Le 2 janvier, après un coucher de soleil magnifique, le lever s’annonce étonnant. Sur l’horizon, plusieurs points lumineux donnent l’impression d’un incendie de forêt. Et dans l’espace d’une demi seconde : le RAYON VERT ! Une demi seconde pour à la fois voir, à la fois prendre et garder la conscience de l’avoir vu, essayer de se souvenir de la nuance de vert, du point où le rayon a surgi qui est sans doute très précisément l’horizon, se demander si on l’a vraiment vu, sans être victime d’hallucination, réaliser que si ! On l’a vu. Et Jean-Yves de se souvenir du nombre de fois où son père disait : « nous allons peut-être voir le rayon vert ! »
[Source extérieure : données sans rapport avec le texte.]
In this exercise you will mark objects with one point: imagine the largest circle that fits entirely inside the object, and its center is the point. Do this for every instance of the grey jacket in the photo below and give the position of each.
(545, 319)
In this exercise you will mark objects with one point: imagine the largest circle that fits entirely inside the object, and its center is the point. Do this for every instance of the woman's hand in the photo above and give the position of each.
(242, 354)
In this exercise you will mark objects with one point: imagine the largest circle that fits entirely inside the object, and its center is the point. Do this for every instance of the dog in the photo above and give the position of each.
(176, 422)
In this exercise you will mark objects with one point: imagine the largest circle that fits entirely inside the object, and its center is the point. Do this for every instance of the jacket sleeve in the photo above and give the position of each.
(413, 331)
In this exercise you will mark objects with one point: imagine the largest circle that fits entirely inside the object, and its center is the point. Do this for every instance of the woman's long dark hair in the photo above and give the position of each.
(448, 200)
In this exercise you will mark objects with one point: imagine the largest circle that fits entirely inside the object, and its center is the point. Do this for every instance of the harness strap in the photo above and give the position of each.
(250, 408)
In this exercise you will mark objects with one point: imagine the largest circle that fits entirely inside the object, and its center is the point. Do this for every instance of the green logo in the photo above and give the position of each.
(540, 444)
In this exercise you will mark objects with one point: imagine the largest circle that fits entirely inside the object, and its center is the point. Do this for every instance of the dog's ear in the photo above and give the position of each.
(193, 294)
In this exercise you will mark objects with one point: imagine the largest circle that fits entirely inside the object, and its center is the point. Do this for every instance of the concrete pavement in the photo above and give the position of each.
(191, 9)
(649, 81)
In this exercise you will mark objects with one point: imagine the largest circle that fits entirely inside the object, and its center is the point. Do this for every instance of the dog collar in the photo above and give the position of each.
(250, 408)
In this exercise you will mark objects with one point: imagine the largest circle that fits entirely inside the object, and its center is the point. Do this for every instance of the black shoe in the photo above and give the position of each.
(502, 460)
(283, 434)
Ces deux derniers jours, les deux premiers de l’année 2019, auront marqué un tournant dans notre approche de la traversée. Jusqu’alors, nous avons surveillé le parcours, la moyenne journalière sans doute avec une certaine impatience d’arriver de l’autre côté dans un temps honorable. Après deux jours à l’arrêt, nous nous inclinons face aux caprices – mais ils ne sont tels qu’au regard de nos attentes – du vent et des vagues. Etre dans le moment, se détacher du cap et de la vitesse, se laisser porter en harmonie avec les éléments, avoir la pleine conscience de vivre un moment unique et étrange. Nous sommes, deux, en pleine nature au milieu d’un désert liquide et si loin du monde…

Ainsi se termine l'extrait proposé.